Although it is well known that electric vehicles use about four times as much copper as fuel vehicles, the short-term demand for such metals is not from the automotive industry, but from charging stations and related infrastructure to support the growth of electric vehicles.
According to international consulting firm Wood Mackenzie, there will be more than 20 million electric vehicle charging points in the world by 2030, and demand for copper will increase by more than 250% compared to 2019. But if more private and public investment is allocated, the forecast will become a reality faster.
Research indicates that the EV charging infrastructure ecosystem is complex and that most projects require strong partnerships between public and private stakeholders. Not only power companies, equipment manufacturers, software and network providers, but governments and NGOs need to work together.
According to reports, in North America alone, the electric vehicle infrastructure market will reach $2.7 billion by 2021 and reach $18.6 billion by 2030.
"By 2040, we predict that passenger electric vehicles will consume more than 3.7 million tons of copper per year. By comparison, the demand for passenger internal combustion engine (ICE) vehicles is more than 1 million tons," said Wood Mackenzie research analyst Henry Salisbury. "If we consider the cumulative demand, from now to 2040, passenger electric vehicles will consume 35.4 million tons of copper, which is about 5 million tons higher than the amount of copper needed to meet the current demand for passenger internal combustion engines."

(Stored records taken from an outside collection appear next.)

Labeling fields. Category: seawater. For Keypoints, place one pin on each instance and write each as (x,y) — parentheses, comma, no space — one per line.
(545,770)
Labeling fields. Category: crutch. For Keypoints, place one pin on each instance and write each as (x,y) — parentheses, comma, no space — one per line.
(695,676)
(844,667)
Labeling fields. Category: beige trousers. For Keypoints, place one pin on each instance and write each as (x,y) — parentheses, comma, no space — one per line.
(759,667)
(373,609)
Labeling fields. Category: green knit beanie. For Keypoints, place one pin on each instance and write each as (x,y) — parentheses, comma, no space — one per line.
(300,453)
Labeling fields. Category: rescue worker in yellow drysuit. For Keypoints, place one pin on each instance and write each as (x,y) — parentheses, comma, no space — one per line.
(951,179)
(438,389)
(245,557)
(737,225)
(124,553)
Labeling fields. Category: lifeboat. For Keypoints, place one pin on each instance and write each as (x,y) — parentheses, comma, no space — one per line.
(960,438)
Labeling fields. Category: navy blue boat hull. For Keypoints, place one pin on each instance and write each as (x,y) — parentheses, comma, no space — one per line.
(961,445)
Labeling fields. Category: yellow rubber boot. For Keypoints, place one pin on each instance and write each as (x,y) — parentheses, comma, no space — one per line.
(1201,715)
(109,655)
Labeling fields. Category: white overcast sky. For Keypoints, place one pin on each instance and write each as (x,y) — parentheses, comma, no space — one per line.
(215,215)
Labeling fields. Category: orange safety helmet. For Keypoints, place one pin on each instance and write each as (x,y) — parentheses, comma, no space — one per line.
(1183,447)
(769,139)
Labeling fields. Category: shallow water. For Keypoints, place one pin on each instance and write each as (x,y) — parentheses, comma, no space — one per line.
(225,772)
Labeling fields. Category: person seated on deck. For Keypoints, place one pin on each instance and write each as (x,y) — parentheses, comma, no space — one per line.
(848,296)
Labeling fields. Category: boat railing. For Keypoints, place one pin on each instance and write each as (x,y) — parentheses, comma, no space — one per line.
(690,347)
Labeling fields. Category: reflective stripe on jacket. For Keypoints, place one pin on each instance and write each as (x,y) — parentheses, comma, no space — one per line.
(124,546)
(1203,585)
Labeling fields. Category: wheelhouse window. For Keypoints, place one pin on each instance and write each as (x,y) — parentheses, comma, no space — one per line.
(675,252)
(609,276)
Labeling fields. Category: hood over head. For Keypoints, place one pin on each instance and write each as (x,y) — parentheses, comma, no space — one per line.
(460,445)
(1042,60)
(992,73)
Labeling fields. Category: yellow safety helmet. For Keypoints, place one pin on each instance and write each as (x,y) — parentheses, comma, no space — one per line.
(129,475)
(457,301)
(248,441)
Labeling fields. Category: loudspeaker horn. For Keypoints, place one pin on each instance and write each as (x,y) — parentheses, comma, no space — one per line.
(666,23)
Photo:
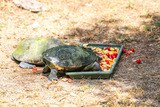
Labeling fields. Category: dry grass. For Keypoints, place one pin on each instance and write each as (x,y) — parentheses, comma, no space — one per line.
(129,22)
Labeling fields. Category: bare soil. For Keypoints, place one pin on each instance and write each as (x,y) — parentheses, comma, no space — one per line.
(127,22)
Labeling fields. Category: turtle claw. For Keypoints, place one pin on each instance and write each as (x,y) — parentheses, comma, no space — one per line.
(26,65)
(53,75)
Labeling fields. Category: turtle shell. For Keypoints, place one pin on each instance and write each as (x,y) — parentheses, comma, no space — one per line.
(30,50)
(68,58)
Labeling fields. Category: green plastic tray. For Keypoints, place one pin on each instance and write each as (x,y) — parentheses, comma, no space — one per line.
(97,74)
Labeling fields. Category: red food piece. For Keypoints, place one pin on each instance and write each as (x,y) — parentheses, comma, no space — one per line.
(138,61)
(115,54)
(127,54)
(34,69)
(132,49)
(124,51)
(112,56)
(107,61)
(108,54)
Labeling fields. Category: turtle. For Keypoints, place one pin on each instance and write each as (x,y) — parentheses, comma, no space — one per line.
(61,59)
(29,51)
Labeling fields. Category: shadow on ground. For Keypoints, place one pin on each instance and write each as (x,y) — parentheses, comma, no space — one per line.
(145,40)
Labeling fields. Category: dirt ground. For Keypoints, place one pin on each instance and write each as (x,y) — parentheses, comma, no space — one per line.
(127,22)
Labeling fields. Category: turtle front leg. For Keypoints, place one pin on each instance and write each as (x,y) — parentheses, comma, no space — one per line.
(53,75)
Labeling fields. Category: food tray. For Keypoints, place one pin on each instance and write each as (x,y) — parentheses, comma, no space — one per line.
(97,74)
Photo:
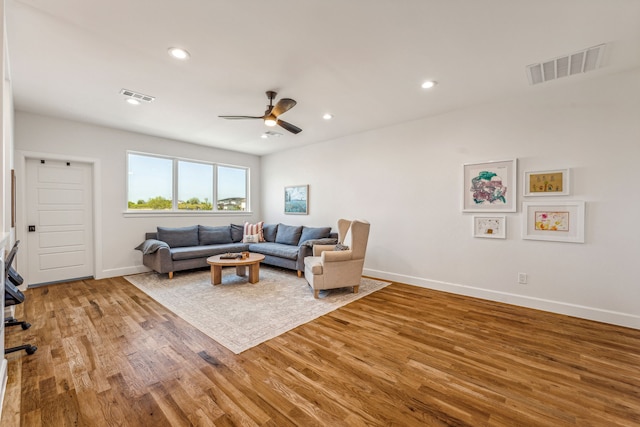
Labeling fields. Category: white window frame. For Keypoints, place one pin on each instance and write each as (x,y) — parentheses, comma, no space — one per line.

At present, the global electric vehicle market share is less than 1%, but by 2030, electric vehicles are expected to account for about 11% of new car sales. Consumer demand in the automotive industry will also affect the impact of copper demand. In general, the average copper demand for an internal combustion engine car is about 20 kg, which is mainly used for wiring, while a hybrid vehicle requires about 40 kg, and an all-electric vehicle requires about 80 kg. As the size of the vehicle increases, the number will increase. For example, an all-electric bus uses 11 to 16 times more copper than an internal combustion passenger car, depending on the size of the battery and the actual bus size.
This means that global copper demand will increase by 3 million to 5 million tons in the next decade. Once electric vehicles become popular, by then, the demand for new copper in the electric vehicle industry alone will reach 11 million tons, while other green technologies may have room to rise.
While electric vehicles are becoming cheaper and able to travel longer on a single charge, consumers still face the challenge of being able to provide the power they need for long-distance travel.
Gas stations are everywhere, the refueling process is fast, and there is very little need to plan ahead. But electric car charging stations are far from being seen. Despite advances in charger and battery technology, charging takes longer for automotive batteries, which takes about 30 minutes for today's fast chargers.
Salisbury said: "At present, mileage anxiety is mainly due to the fear that the battery will run out of power in the middle, which is a key psychological obstacle to the popularization of electric vehicles. One way to solve this problem is to introduce more charging infrastructure. This is This means that more connections to the grid will be needed and more copper will be needed as the network expands."
Salisbury also believes that copper will benefit from no viable alternatives. The physical properties of the metal make it the best conductive way to easily adapt to the temperature of an electric car. “Although aluminum is the closest choice and is lighter in weight and lower in cost, copper is more sized and efficient, and the cross-sectional area of aluminum cables is twice that of copper, and this means that if With aluminum cables, the size and space of the car, even the performance will be affected."
Copper is also a key factor in green technology and renewable energy, and although it uses more advanced technology, it still accounts for only a small portion of the world's total energy production.